Camara Kaddy, Kamat Siddhesh S, Lasota Celina C, Cravatt Benjamin F, Howell Amy R
Department of Chemistry, University of Connecticut, Storrs, CT 06269-3060, United States.
Department of Chemical Physiology, The Scripps Research Institute, 10550 North Torrey Pines Road, La Jolla, CA 92307, United States.
Bioorg Med Chem Lett. 2015 Jan 15;25(2):317-21. doi: 10.1016/j.bmcl.2014.11.038.

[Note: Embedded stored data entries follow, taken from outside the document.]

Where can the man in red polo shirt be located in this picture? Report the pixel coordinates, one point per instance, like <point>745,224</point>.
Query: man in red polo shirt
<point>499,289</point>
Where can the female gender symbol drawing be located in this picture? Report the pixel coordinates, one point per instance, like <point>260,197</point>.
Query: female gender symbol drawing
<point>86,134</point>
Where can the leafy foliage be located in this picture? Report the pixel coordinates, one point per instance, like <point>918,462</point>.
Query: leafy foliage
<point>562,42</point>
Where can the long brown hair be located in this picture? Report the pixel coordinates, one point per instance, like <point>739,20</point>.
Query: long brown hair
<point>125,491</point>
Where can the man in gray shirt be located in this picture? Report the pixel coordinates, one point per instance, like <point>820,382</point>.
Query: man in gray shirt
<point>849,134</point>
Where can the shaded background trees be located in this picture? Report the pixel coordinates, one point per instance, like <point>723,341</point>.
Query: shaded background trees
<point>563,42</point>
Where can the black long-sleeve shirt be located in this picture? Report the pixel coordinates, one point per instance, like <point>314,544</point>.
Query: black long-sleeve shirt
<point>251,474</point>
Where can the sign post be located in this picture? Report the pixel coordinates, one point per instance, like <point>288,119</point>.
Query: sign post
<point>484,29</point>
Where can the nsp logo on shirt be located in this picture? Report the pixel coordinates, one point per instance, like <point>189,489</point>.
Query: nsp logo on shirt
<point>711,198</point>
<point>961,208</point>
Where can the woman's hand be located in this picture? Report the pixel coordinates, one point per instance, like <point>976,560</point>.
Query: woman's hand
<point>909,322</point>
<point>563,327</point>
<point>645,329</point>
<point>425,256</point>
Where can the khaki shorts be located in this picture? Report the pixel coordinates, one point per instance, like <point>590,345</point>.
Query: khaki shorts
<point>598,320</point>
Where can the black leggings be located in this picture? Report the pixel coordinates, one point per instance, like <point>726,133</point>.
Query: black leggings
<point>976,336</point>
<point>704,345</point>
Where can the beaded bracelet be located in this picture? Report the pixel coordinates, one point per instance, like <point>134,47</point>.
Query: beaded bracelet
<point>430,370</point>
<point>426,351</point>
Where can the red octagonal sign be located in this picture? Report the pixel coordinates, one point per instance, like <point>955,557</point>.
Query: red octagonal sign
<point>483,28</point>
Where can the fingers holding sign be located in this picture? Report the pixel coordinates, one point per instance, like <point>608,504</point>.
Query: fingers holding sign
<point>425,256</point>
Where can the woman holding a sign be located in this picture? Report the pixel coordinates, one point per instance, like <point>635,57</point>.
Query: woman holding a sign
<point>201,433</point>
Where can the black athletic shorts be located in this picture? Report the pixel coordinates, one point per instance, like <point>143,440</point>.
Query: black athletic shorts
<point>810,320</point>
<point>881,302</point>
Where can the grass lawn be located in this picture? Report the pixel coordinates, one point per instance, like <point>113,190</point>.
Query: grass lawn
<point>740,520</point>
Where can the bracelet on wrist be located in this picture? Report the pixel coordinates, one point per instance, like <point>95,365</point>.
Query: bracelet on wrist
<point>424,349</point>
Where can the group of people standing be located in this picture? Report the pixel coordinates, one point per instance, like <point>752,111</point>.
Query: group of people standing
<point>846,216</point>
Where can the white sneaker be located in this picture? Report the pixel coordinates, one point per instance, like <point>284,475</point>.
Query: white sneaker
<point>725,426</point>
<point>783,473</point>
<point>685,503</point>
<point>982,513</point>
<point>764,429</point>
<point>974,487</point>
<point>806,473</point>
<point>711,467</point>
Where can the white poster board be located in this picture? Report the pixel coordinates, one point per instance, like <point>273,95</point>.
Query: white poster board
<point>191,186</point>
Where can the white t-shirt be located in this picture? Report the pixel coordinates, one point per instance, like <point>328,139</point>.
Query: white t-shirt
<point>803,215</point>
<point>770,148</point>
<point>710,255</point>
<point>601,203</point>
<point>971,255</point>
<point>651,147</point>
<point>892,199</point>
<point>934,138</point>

β-Lactones are a privileged structural motif as enzyme inhibitors and chemical probes, particularly for the inhibition of enzymes from the serine hydrolase class. Herein, we demonstrate that cross-metathesis (CM) of α-methylene-β-lactones offers rapid access to structurally diverse, previously unexplored β-lactones. Combining this approach with competitive activity-based protein profiling (ABPP) identified lead β-lactone inhibitors/probes for several serine hydrolases, including disease-associated enzymes and enzymes of uncharacterized function. The structural diversity afforded by the α-methylene-β-lactone scaffold thus expands the landscape of serine hydrolases that can be targeted by small-molecule inhibitors and should further the functional characterization of enzymes from this class through the optimization of target-selective probes.
β-内酯作为酶抑制剂和化学探针,尤其是用于抑制丝氨酸水解酶类的酶,是一种具有优势的结构基序。在此,我们证明α-亚甲基-β-内酯的交叉复分解反应(CM)能够快速获得结构多样、此前未被探索的β-内酯。将这种方法与基于竞争活性的蛋白质谱分析(ABPP)相结合,鉴定出了几种丝氨酸水解酶的先导β-内酯抑制剂/探针,包括与疾病相关的酶和功能未明确的酶。因此,α-亚甲基-β-内酯支架提供的结构多样性扩展了可被小分子抑制剂靶向的丝氨酸水解酶的范围,并应通过优化靶标选择性探针进一步推动此类酶的功能表征。